Die Magnum präsentierte sich über die folgenden 2 Tage fast unverändert und wurde genüsslich geleert ;)

2021er Corton Clos du Roi Grand Cru (Domaine de La Pousse d'Or, Volnay)
Der Wein, zumal ein in der Regel langsam reifender Corton, war natürlich viel zu jung--- die reinste Kinderschändung :lol: Hier passt noch nicht so viel zusammen, die Säure steht noch neben der Frucht und das Tannin ist noch sehr prominent. Der Jahrgang war auch nicht ganz einfach, trotzdem sollte sich dieser Wein angesichts des Renommees des Produzenten gut entwickeln. Leider werde ich diesen Wein in 10 oder 15 Jahren nicht mehr probieren können, insofern hilft momentan nur der positive Blich in die Glaskugel. Corton gehört aufgrund der Grösse noch zu den bezahlbareren Grand Crus, trotzdem ist man hier auch schon dreistellig im Preis.

2015er "Sturm und Drang" Spätburgunder QW trocken (Weingut Sturm, Bürgstadt)
In der Nase merkt man schon ein wenig den warmen Jahrgang, wenig Feinheit, ein Hauch marmeladig in der Frucht, gute Struktur, etwas eckiges Tannin, trotz nur 13,5 Vol% ist der Alkohol deutlich spürbar, eine etwas frühere Lese wäre hier sicherlich ein Segen gewesen. Ansonsten ein durchaus gelungener Spätburgunder in dieser "warmen" Stilistik.

2020er Bürgstadter Centgrafenberg Spätburgunder "J" (Josef Walter, Bürgstadt)
13,5 Vol%---Z:0,1---S: 5,9--- 33 EURO ab Weingut
Josef Walter gehört eher zu den "Stillen" im Frankenland, aber er ist absoluter Burgunder-Spezialist und erzeugt bereits seit vielen Jahren einige der besten fränkischen Pinots. Dieser hier macht keine Ausnahme: sehr feine, elegante und "burgundische" Nase mit zarter Rotfrucht und kräutrig-ätherischen Noten, am Gaumen komplett trocken, saftige Säure, saftige Säure, im Gegensatz zu vielen Burgundern eine etwas weichere Tanninstruktur, ohne dass der Wein zerfliesst und in die Breite abdriftet, elegant mit extraktsüssem Kern, gute Länge. Wem Fürst zu teuer gewoden ist, hier gibt es eine gute Alternative !

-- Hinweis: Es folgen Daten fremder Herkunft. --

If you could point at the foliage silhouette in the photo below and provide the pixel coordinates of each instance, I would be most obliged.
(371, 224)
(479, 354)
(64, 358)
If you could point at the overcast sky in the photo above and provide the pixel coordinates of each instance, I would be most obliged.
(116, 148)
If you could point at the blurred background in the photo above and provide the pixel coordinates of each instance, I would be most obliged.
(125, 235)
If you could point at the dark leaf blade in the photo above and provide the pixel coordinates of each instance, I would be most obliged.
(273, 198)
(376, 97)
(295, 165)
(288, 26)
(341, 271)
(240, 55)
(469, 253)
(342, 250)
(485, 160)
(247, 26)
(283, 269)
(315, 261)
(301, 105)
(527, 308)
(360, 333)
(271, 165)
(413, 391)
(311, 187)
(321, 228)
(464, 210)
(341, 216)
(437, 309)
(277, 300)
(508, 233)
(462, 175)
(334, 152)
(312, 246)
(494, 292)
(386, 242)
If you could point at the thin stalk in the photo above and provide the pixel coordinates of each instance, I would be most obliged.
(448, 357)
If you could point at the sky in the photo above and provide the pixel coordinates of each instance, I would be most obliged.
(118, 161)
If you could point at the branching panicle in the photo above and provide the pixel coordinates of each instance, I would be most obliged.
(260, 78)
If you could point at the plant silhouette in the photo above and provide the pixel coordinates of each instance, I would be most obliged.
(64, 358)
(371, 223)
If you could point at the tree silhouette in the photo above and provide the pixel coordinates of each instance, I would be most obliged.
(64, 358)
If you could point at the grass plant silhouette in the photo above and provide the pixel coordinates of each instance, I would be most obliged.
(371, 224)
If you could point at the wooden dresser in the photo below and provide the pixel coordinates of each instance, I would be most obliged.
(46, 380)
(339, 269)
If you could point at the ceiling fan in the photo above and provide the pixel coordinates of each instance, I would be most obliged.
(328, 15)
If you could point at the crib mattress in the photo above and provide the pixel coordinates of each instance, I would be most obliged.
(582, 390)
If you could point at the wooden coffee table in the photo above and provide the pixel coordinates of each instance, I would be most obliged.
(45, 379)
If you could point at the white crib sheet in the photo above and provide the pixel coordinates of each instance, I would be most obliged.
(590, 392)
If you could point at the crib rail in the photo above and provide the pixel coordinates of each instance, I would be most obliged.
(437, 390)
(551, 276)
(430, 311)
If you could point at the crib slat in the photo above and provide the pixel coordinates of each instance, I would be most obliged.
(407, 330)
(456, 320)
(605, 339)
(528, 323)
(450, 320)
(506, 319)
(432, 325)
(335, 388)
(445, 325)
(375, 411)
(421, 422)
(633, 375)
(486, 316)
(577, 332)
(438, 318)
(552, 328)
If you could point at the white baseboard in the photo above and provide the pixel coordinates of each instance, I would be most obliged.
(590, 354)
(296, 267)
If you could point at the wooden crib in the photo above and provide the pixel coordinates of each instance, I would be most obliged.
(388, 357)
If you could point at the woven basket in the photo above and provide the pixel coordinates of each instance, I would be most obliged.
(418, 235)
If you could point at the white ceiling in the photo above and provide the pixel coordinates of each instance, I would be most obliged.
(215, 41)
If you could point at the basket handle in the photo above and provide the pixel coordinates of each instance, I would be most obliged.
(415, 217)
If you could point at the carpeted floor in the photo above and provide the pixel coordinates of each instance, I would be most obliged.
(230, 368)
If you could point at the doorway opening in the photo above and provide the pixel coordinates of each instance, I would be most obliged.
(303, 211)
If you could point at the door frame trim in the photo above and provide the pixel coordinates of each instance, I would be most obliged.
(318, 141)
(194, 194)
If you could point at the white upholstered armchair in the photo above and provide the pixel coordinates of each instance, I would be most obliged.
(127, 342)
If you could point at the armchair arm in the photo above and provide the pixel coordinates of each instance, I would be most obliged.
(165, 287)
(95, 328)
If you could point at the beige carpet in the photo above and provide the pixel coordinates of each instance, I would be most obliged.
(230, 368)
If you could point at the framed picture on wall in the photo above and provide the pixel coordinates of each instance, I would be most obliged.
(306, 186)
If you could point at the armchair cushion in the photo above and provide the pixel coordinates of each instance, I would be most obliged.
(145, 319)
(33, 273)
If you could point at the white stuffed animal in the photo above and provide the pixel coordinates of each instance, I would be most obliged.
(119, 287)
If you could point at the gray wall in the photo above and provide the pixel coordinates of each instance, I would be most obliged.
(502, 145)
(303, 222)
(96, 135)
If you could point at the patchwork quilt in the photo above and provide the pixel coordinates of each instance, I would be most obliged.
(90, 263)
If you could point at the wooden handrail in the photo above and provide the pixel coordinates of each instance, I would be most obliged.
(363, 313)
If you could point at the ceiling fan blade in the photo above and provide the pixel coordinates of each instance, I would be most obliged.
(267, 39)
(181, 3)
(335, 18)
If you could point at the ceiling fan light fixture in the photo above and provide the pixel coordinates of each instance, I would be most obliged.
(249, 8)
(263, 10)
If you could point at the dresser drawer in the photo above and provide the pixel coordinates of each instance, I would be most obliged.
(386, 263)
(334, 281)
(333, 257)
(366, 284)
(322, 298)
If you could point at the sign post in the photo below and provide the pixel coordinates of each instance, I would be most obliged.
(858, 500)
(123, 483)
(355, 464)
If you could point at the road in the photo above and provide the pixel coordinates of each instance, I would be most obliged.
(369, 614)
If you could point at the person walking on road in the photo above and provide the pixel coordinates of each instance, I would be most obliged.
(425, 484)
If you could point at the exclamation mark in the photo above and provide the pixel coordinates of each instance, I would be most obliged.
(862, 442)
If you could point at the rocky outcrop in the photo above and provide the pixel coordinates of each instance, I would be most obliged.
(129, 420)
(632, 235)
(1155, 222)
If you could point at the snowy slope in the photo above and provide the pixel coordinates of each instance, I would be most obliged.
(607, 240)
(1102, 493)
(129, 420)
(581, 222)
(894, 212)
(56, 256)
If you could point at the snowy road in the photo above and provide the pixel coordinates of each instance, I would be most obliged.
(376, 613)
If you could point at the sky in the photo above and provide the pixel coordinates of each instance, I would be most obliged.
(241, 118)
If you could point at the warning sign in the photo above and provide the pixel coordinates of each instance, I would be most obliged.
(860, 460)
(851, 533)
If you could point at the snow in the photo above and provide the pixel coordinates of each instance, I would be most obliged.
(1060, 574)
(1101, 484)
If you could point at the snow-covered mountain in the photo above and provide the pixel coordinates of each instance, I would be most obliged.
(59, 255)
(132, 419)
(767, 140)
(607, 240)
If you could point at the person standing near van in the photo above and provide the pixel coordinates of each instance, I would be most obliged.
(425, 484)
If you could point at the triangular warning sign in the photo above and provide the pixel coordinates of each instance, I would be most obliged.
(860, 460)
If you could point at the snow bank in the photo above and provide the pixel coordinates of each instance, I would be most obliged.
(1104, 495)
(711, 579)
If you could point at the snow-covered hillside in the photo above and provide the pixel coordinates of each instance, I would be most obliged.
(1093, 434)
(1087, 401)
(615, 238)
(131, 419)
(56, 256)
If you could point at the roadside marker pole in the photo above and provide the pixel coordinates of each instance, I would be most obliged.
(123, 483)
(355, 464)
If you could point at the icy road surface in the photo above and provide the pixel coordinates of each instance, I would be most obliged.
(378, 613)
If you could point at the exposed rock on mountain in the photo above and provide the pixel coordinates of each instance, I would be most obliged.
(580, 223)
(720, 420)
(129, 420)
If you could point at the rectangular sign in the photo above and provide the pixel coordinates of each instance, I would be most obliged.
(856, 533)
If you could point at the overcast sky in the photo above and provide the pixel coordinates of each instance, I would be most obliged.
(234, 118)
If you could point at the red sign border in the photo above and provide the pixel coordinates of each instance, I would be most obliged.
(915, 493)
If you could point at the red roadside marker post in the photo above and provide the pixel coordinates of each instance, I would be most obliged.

Zum Abschluss gab es noch einen 4-er-Flight ausschließlich mit fränkischen Spätburgundern:

2022er Bürgstadter Berg Spätburgunder 1e Lage VDP (Rudolf Fürst, Bürgstadt)
13,0 Vol%--- 44 EURO ab Weingut
Über Fürst und seine Pinots muss man nicht mehr viele Worte verlieren. Momentan noch sehr verschlossen, traut sich die Frucht noch nicht richtig aus dem Schneckenhaus. Das Holz ist noch etwas im Vordergrund, der Kern ist aber kraftvoll mit einigem Extrakt, der Wein braucht einfach noch ein paar Jahre, wird aber mit Sicherheit zu einem eleganten Spätburgunder heranreifen.

2020er Oberschwarzacher Herrenberg Spätburgunder QW trocken (Weinbau Ruppenstein, Oberschwarzach)
14,0 Vol%---Z: 1,0---S:5,6---18 EURO ab Weingut.
Eine positive Überraschung aus einem nicht so bekannten Betrieb: das ist sicherlich nicht die ganz feine Klinge, aber der Wein ist trotz 14 Umdrehungen nicht alkoholisch oder marmeladig, eine kühle Kräutrigkeit fängt die Kraft dieses Weines gut ein, die Frucht geht eher in Richtung Brombeere, ist aber in keiner Weise kitschig, in dieser kraftvollen Stilistik durchaus gelungen, zumal der Preis mehr als fair ist.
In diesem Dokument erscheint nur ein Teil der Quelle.